AI Functions in DBSQL

Skill: databricks-dbsql

What You Can Build

Databricks SQL exposes Foundation Model APIs, external HTTP endpoints, federated database queries, and file ingestion as built-in SQL functions. You can classify, extract, summarize, and enrich data in the same query that joins federated sources and calls external APIs — all without leaving your SQL warehouse.

In Action

“Write a SQL query that classifies support tickets, runs sentiment analysis, and extracts structured entities in a single pass.”

SELECT
  ticket_id,
  ai_classify(description, ARRAY('billing', 'technical', 'account')) AS category,
  ai_analyze_sentiment(description) AS sentiment,
  ai_extract(content, ARRAY('person_name', 'company', 'dollar_amount')) AS entities
FROM catalog.schema.support_tickets
LIMIT 100;

Key decisions:

AI functions work on table columns as naturally as UPPER() or LENGTH()
Each function calls a pre-configured Foundation Model API — no endpoint selection needed
LIMIT 100 during development controls token costs on Foundation Model APIs
Requires a Databricks SQL warehouse (not Classic) or DBR 15.1+

More Patterns

Get structured JSON output with ai_query

“Write a SQL query that uses ai_query to extract structured feedback analysis with topic, sentiment, and action items.”

SELECT ai_query(
  'databricks-meta-llama-3-3-70b-instruct',
  concat('Summarize as JSON with keys: topic, sentiment, action_items. Feedback: ', feedback),
  returnType => 'STRUCT<topic STRING, sentiment STRING, action_items ARRAY<STRING>>'
) AS analysis
FROM catalog.schema.customer_feedback LIMIT 50;

returnType tells ai_query to parse the model response into a typed Spark struct. This gives you strongly typed columns you can filter, join, and aggregate downstream without manual JSON parsing.

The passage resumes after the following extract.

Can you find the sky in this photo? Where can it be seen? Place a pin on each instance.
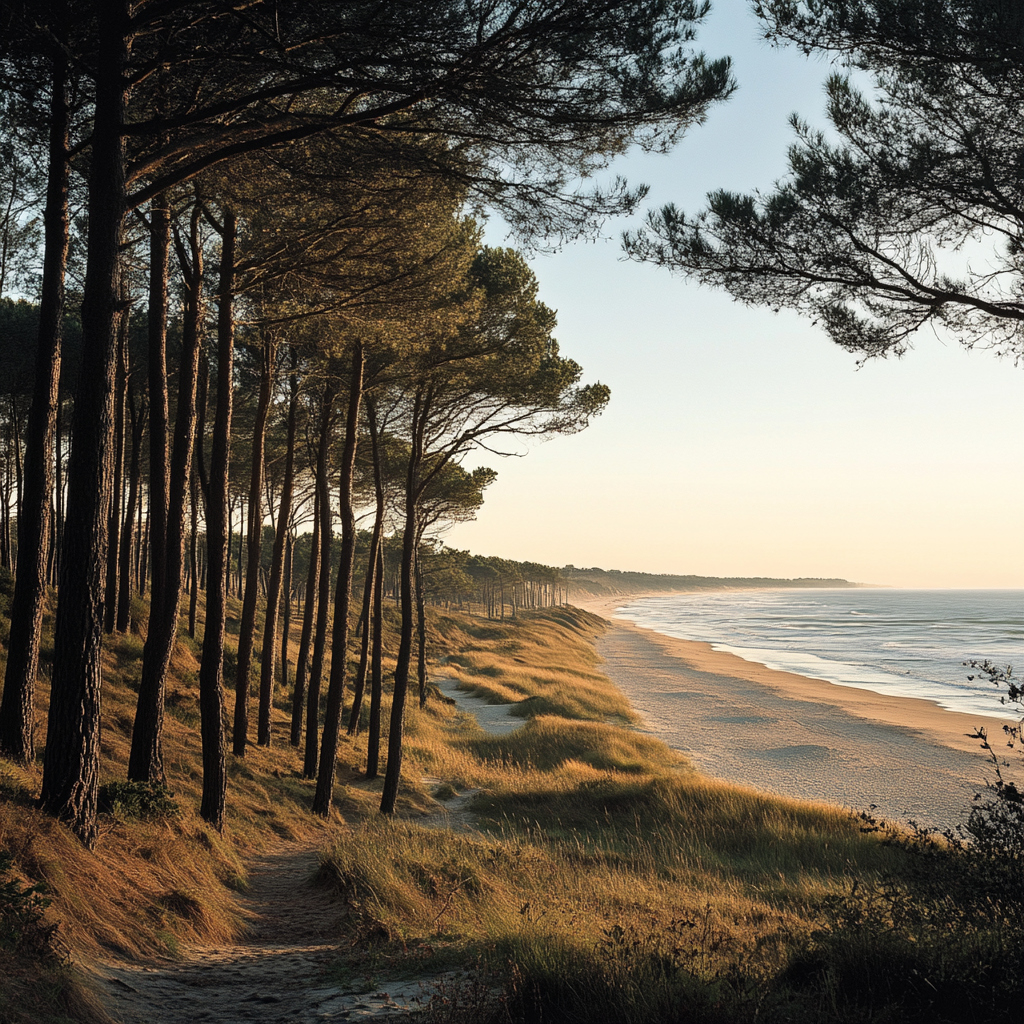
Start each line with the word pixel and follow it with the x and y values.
pixel 742 442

Call external APIs with http_request

“Write a SQL query that validates orders against an external API using an HTTP connection.”

CREATE CONNECTION my_api_conn TYPE HTTP
  OPTIONS (host 'https://api.example.com', bearer_token secret('scope', 'token'));

SELECT order_id, http_request(
  conn => 'my_api_conn', method => 'POST', path => '/v1/validate',
  json => to_json(named_struct('order_id', order_id, 'amount', amount))
).text AS api_response
FROM catalog.schema.orders WHERE needs_validation = true;

http_request calls external services through Unity Catalog HTTP connections. The connection stores credentials securely via secret(). The function returns a STRUCT<status_code: INT, text: STRING> so you can parse responses with from_json.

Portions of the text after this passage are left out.